Добавить в цитаты Настройки чтения

Страница 52 из 73

— Гр-р-р! — зарычала она, встопорщив шерсть на загривке. Тут уж не до нежностей. — Грав! Грр-ав! Не трожьте! Это мой хозяин! Это дедушка моего хозяина! — залаяла Гроза.

Ночные собаки остолбенели — какая-то Шавка на них рычит?! Дедушка же, воспользовавшись замешательством в собачьей стае, побежал к воротам, оставив Грозу одну. Скорее всего он и не узнал ее. Разве можно в тощем, с поджатым хвостом и выступающими из шкуры ребрами чучеле да еще с окровавленным обрубком вместо уха узнать ладную, с лихо закрученным хвостом Грозу.

Ночные собаки замешкались лишь на мгновение и тут же бросились на дневную собачонку. Каждая старалась первой укусить Грозу, поэтому они мешали друг другу.

Гроза, воспользовавшись свалкой и прошмыгнув между лап высокорослых собак, кинулась к норе. Ей осталось совсем немного, когда ночные собаки, разобравшись между собой, бросились в погоню. Перед самой норой Грозу сбили с ног, и она завизжала от дикой боли, пронзившей все ее тело, когда мощные клыки рвали шкуру ее, мышцы… Но и истекая кровью, Гроза продолжала ползти к норе и даже смогла вползти в нее.

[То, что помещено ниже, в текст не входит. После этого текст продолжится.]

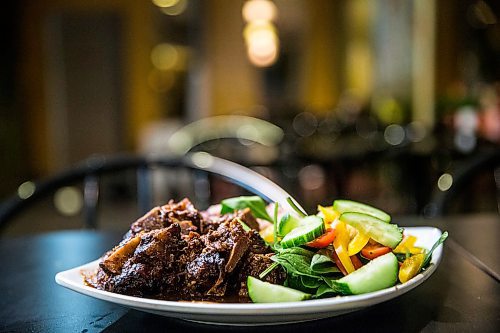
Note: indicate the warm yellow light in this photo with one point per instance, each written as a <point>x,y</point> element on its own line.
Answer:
<point>68,200</point>
<point>178,8</point>
<point>164,56</point>
<point>258,30</point>
<point>445,182</point>
<point>26,189</point>
<point>259,10</point>
<point>165,3</point>
<point>263,55</point>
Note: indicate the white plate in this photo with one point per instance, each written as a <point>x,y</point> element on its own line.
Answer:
<point>259,314</point>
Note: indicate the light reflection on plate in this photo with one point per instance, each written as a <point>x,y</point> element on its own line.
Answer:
<point>259,314</point>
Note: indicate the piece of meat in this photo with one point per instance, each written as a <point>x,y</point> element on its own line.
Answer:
<point>114,260</point>
<point>152,270</point>
<point>162,258</point>
<point>182,212</point>
<point>212,218</point>
<point>223,248</point>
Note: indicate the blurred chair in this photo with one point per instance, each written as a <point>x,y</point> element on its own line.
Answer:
<point>472,181</point>
<point>89,178</point>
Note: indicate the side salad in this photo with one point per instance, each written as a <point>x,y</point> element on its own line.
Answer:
<point>347,248</point>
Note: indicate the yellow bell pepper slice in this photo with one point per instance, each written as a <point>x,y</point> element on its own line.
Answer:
<point>329,215</point>
<point>357,243</point>
<point>410,267</point>
<point>407,246</point>
<point>268,233</point>
<point>340,244</point>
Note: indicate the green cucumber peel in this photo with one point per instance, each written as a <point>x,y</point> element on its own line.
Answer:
<point>440,241</point>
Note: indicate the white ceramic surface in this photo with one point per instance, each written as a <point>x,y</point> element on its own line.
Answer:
<point>259,314</point>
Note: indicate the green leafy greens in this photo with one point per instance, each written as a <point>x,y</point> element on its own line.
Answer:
<point>256,204</point>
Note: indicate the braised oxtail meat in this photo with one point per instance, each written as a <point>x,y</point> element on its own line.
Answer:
<point>207,261</point>
<point>212,218</point>
<point>182,213</point>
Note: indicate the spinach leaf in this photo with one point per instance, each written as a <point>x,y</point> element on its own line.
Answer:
<point>256,204</point>
<point>310,282</point>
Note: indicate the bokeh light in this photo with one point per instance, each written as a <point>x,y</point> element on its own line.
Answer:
<point>445,181</point>
<point>26,189</point>
<point>68,201</point>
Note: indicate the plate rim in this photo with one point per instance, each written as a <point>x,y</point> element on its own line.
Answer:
<point>334,304</point>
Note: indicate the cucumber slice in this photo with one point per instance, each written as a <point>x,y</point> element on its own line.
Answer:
<point>345,206</point>
<point>380,273</point>
<point>286,224</point>
<point>387,234</point>
<point>265,292</point>
<point>310,228</point>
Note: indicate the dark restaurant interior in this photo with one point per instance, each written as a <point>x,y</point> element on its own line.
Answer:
<point>378,101</point>
<point>392,103</point>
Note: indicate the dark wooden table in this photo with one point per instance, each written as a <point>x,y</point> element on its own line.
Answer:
<point>459,297</point>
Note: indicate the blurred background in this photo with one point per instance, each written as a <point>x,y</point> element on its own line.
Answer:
<point>379,101</point>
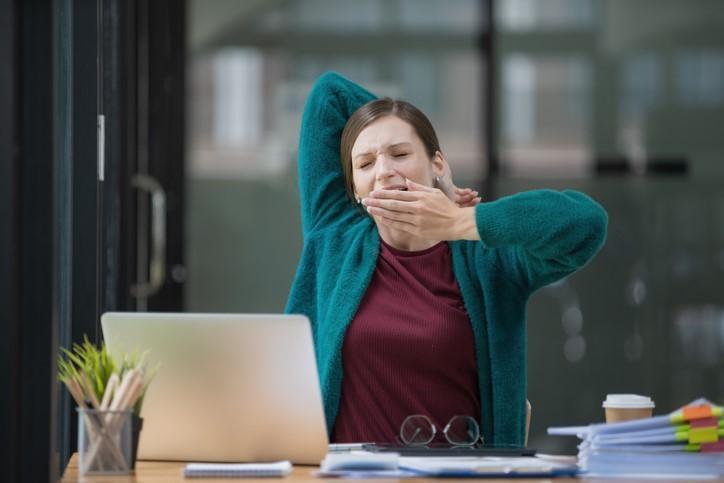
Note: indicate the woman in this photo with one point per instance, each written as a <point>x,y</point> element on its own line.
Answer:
<point>418,306</point>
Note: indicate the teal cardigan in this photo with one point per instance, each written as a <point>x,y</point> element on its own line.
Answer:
<point>527,241</point>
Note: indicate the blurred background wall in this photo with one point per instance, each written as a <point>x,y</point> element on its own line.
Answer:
<point>622,99</point>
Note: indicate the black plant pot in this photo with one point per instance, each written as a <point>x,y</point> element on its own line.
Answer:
<point>136,426</point>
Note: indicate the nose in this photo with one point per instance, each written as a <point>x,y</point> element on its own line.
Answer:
<point>384,168</point>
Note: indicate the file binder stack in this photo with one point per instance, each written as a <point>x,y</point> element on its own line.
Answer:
<point>688,442</point>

Ночные собаки бесновались у входа, тщетно стараясь подкопать, расширить нору, грызли испятнанный кровью Грозы снег. Гроза же в это время лежала в норе недвижимо, и вместе с кровью, сочащейся из глубоких ран, из нее уходила жизнь. Она этому и не сопротивлялась. Дедушка бросил ее. Бабушке она не нужна. Толику тоже…

Если бы кто-то из хозяев окликнул ее, приласкал… Встрепенулась бы она, стала зализывать раны, останавливать кровь, а так — зачем ей жить… Ни к чему…

ОБЫКНОВЕННАЯ ИСТОРИЯ ОБЫКНОВЕННОЙ КОШКИ

Однажды утром хозяин позвал:

Кис-кис-кис!

Кошка поднялась на диване. Потянулась. Зевнула. Бесшумно спрыгнула на пол и поспешила на зов. Подошла, потерлась о ногу хозяина, сладко зажмурилась и тихонько замурлыкала. Хозяин взял ее на руки, осторожно, чтобы не причинить боли и не испугать, опустил кошку в старый мешок, завязал его, вынес из дома и положил в кузов поджидающего грузовика. Машина взревела мотором и покатила вон из города, гремя железом и подпрыгивая на выбоинах.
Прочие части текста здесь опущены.